Several Caldwell County students returned to the classroom Monday and Tuesday through the school district’s COVID hybrid plan, allowing students to take instruction either at home or in school.
In-school instruction was suspended at the start of the school year by the recommendation from Gov. Andy Beshear that Kentucky schools begin the year with online instruction until at least Sept. 28.
Several school districts across the state opted to return to the classroom through their own COVID plans before that date.
Over the summer, parents of Caldwell County students filled out a survey indicating if they wanted their children to take instruction at home or in school.
Half of those students whose parents wanted them in school attend school on Monday and Wednesday, while the other half will attend on Tuesday and Thursday. Friday is an at-home instruction day for all students.
Interim Superintendent Heath Cartwright said the first two days of in-school instruction went well.
“Obviously, it’s a little unusual having two first days of school back-to-back,” he said. “We had a large group of students that (Monday) was their first day, and another large group that (Tuesday) was their first day.
“Everybody is really excited, and our staff is in their element, having kids in the building for them to be able to teach.”
Former Superintendent Nate Huggins announced the hybrid plan in July and set Aug. 24 as the first day of school in accordance with Beshear’s recommendation. However, the Caldwell County Board of Education voted Sept. 1 to return to school on Monday, based on information received from the Pennyrile District Health Department and other health sources.
Those taking in-school instruction still must follow state and national COVID-19 guidelines.
“Everything has pretty well gone as planned,” Cartwright said Tuesday. “As it always is on the first few days of transporting students on buses, there’s always situations where we have to work on changes of addresses and buses’ pick-up times and things like that.
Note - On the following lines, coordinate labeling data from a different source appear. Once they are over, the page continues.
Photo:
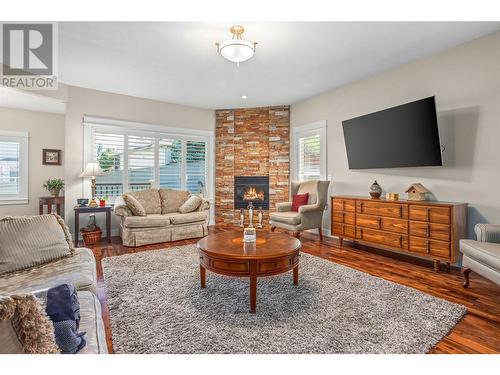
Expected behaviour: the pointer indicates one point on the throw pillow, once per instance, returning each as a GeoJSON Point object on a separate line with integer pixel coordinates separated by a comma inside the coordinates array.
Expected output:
{"type": "Point", "coordinates": [191, 204]}
{"type": "Point", "coordinates": [299, 200]}
{"type": "Point", "coordinates": [30, 241]}
{"type": "Point", "coordinates": [134, 205]}
{"type": "Point", "coordinates": [24, 327]}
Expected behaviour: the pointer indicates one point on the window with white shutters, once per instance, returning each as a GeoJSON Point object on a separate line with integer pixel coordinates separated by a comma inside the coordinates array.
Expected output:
{"type": "Point", "coordinates": [13, 167]}
{"type": "Point", "coordinates": [140, 159]}
{"type": "Point", "coordinates": [310, 152]}
{"type": "Point", "coordinates": [109, 153]}
{"type": "Point", "coordinates": [196, 168]}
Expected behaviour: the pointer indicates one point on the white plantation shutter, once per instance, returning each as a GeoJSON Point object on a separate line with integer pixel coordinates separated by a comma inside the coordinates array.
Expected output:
{"type": "Point", "coordinates": [310, 152]}
{"type": "Point", "coordinates": [310, 157]}
{"type": "Point", "coordinates": [13, 167]}
{"type": "Point", "coordinates": [109, 152]}
{"type": "Point", "coordinates": [141, 162]}
{"type": "Point", "coordinates": [170, 160]}
{"type": "Point", "coordinates": [137, 159]}
{"type": "Point", "coordinates": [196, 167]}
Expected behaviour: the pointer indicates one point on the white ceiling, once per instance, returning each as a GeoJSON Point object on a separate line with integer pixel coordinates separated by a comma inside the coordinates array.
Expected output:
{"type": "Point", "coordinates": [177, 62]}
{"type": "Point", "coordinates": [18, 99]}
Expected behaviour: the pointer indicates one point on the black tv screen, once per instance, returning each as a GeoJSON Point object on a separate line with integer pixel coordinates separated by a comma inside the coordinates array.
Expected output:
{"type": "Point", "coordinates": [402, 136]}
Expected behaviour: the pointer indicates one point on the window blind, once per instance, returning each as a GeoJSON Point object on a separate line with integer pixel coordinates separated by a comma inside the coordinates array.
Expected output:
{"type": "Point", "coordinates": [9, 168]}
{"type": "Point", "coordinates": [309, 157]}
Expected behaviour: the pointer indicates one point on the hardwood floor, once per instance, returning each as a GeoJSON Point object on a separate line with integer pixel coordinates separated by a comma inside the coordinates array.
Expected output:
{"type": "Point", "coordinates": [477, 332]}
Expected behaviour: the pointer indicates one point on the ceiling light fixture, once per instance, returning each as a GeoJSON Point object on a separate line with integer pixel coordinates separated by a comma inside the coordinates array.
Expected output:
{"type": "Point", "coordinates": [236, 49]}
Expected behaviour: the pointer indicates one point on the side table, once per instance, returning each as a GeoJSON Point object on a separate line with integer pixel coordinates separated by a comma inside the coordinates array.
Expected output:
{"type": "Point", "coordinates": [49, 202]}
{"type": "Point", "coordinates": [87, 210]}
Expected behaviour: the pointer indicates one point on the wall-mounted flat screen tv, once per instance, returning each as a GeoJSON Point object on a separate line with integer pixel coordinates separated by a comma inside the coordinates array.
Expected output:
{"type": "Point", "coordinates": [402, 136]}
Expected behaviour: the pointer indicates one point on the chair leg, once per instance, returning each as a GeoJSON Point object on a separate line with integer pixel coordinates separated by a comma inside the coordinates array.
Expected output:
{"type": "Point", "coordinates": [465, 273]}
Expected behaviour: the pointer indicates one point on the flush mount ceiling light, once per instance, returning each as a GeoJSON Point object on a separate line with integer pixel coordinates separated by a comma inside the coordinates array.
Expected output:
{"type": "Point", "coordinates": [236, 49]}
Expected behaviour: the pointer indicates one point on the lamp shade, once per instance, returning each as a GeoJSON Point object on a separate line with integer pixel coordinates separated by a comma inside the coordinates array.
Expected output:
{"type": "Point", "coordinates": [92, 170]}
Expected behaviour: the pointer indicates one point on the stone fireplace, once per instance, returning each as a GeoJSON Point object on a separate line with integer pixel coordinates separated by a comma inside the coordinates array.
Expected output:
{"type": "Point", "coordinates": [253, 189]}
{"type": "Point", "coordinates": [251, 143]}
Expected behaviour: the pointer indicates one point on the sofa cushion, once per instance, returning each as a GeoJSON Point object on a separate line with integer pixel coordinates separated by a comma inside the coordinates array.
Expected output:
{"type": "Point", "coordinates": [29, 241]}
{"type": "Point", "coordinates": [24, 327]}
{"type": "Point", "coordinates": [483, 252]}
{"type": "Point", "coordinates": [134, 205]}
{"type": "Point", "coordinates": [288, 217]}
{"type": "Point", "coordinates": [191, 217]}
{"type": "Point", "coordinates": [191, 204]}
{"type": "Point", "coordinates": [148, 221]}
{"type": "Point", "coordinates": [172, 200]}
{"type": "Point", "coordinates": [78, 269]}
{"type": "Point", "coordinates": [149, 199]}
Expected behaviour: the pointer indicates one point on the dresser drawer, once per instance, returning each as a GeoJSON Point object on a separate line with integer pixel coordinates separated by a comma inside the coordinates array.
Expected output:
{"type": "Point", "coordinates": [382, 223]}
{"type": "Point", "coordinates": [383, 238]}
{"type": "Point", "coordinates": [344, 217]}
{"type": "Point", "coordinates": [431, 214]}
{"type": "Point", "coordinates": [347, 205]}
{"type": "Point", "coordinates": [430, 230]}
{"type": "Point", "coordinates": [435, 248]}
{"type": "Point", "coordinates": [343, 230]}
{"type": "Point", "coordinates": [396, 210]}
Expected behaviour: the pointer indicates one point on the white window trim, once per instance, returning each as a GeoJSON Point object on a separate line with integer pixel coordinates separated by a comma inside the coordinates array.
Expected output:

“But even with those issues, everything was incredibly smooth (Monday). I feel like it will be the same…as we continue.”
Cartwright said that he did not see any issues with younger students wearing masks throughout the school day except in lunch.
“I’m sure that for all of the students and staff, there’s a level of physical discomfort in wearing the mask,” he said. “But, everybody has really bought in to doing what we have to do to have kids in the building and be able to bring back a sense of normalcy when it comes to what teaching and learning look like.”